We were still in school, after all, and they didn’t want any rumors circulating about us ‘having’ to get married.

And yes, families in our social climate are still quaint enough to be concerned with the appearance of that sort of thing. ”

“You’ve met my grandparents,” she reminded him. “Trust me, I get the ‘concerned with appearances’ thing.”

“So, they talked us into delaying the engagement at least until after graduation, which made sense,” Collin sighed.

“At the time, I was hurt. I thought I was going to get a family, be part of something again. Paige panicked, I think, probably from the very idea of marrying an idiot who proposed to her with a ten-dollar ring from a tourist cart. She broke things off, started dating other people. And after thinking about it for a while, I was kind of relieved. But then, her junior year, her boyfriend cheated on her with one of her best friends and she came running back to me, and that was another eighteen months of dating.”

He rubbed his free hand over his face. “A lot of our friends were getting engaged around graduation. I felt bad, watching her smile get a little tighter every time someone else made an announcement. And I thought, why not? She was an appropriate choice , something I’d been told all my life was important.

Besides, it wasn’t as if I’d found someone I thought I would be happier with—which I know sounds fucking terrible.

I thought… This is what my parents would have wanted for me: settling down, being responsible, making a life.

I was still in occasional contact with Lawrence and Cynthia back then and I wasn’t smart enough to see why they would be pushing me toward that idea—because, somehow, they thought there was money in it for them.

Maybe Paige’s family would give them a finder’s fee?

Anyway, I bought what I considered to be a respectable ring and proposed over dinner very publicly in one of her favorite restaurants.

” He pinched the bridge of his nose. “I even phoned in a tip to a society gossip column that I was planning to propose because I knew she would love that sort of thing.”

Alice wasn’t sure how to process any of this, but was careful to keep her expression neutral.

Paige and her parents sounded like pieces of work, taking advantage of a young man who needed help and guidance, and not guidance toward sharing community property with Paige.

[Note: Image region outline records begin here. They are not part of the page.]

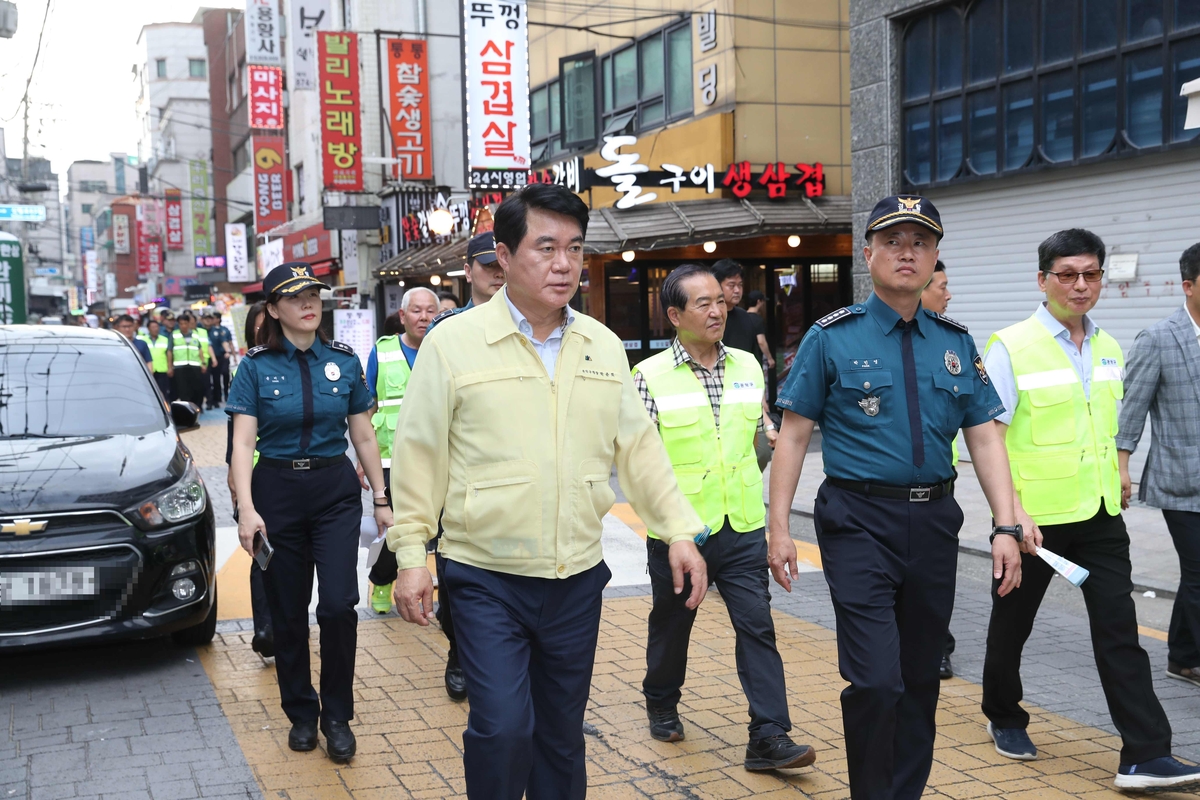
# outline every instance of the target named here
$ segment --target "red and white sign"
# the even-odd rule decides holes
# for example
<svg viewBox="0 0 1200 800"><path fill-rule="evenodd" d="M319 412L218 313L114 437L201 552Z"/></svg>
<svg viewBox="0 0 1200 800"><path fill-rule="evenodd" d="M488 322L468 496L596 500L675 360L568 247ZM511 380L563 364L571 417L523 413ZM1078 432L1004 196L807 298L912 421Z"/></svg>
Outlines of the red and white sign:
<svg viewBox="0 0 1200 800"><path fill-rule="evenodd" d="M254 149L254 231L264 234L288 221L283 196L287 168L283 161L283 137L256 136Z"/></svg>
<svg viewBox="0 0 1200 800"><path fill-rule="evenodd" d="M167 249L184 249L182 192L169 188L167 194Z"/></svg>
<svg viewBox="0 0 1200 800"><path fill-rule="evenodd" d="M472 170L529 169L529 35L524 0L464 2Z"/></svg>
<svg viewBox="0 0 1200 800"><path fill-rule="evenodd" d="M359 130L359 37L317 31L320 66L320 142L324 187L362 191L362 132Z"/></svg>
<svg viewBox="0 0 1200 800"><path fill-rule="evenodd" d="M430 50L424 38L388 41L388 95L391 101L391 156L396 178L431 180Z"/></svg>
<svg viewBox="0 0 1200 800"><path fill-rule="evenodd" d="M277 131L283 127L283 70L252 64L250 72L250 127Z"/></svg>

Even now, Collin sounded so lost and uncertain, and guilty.

And she knew what it was like, to twist guilt and what passed for love into bonds made of barbed wire.

She knew their sharp weight better than anyone else. “And that one didn’t take?”

“This is starting to sound pathetic. No, it probably sounded pathetic a couple of minutes ago.” He shook his head.

“Let’s just say I see a lot of my own situation in Victoria and her unhappy engagement.

This time, Paige didn’t like the ring. The stone was the wrong shape and the wrong sort of band or something.

And she didn’t like the proposal. She wanted something all of her friends could see in person. ”

“You have a perfectly lovely ring in that drawer,” she told him, pointing toward his dresser.

Collin hesitated. “It wasn’t Paige’s style. She wouldn’t wear it, even if it was an heirloom. She likes, uh, contemporary designs.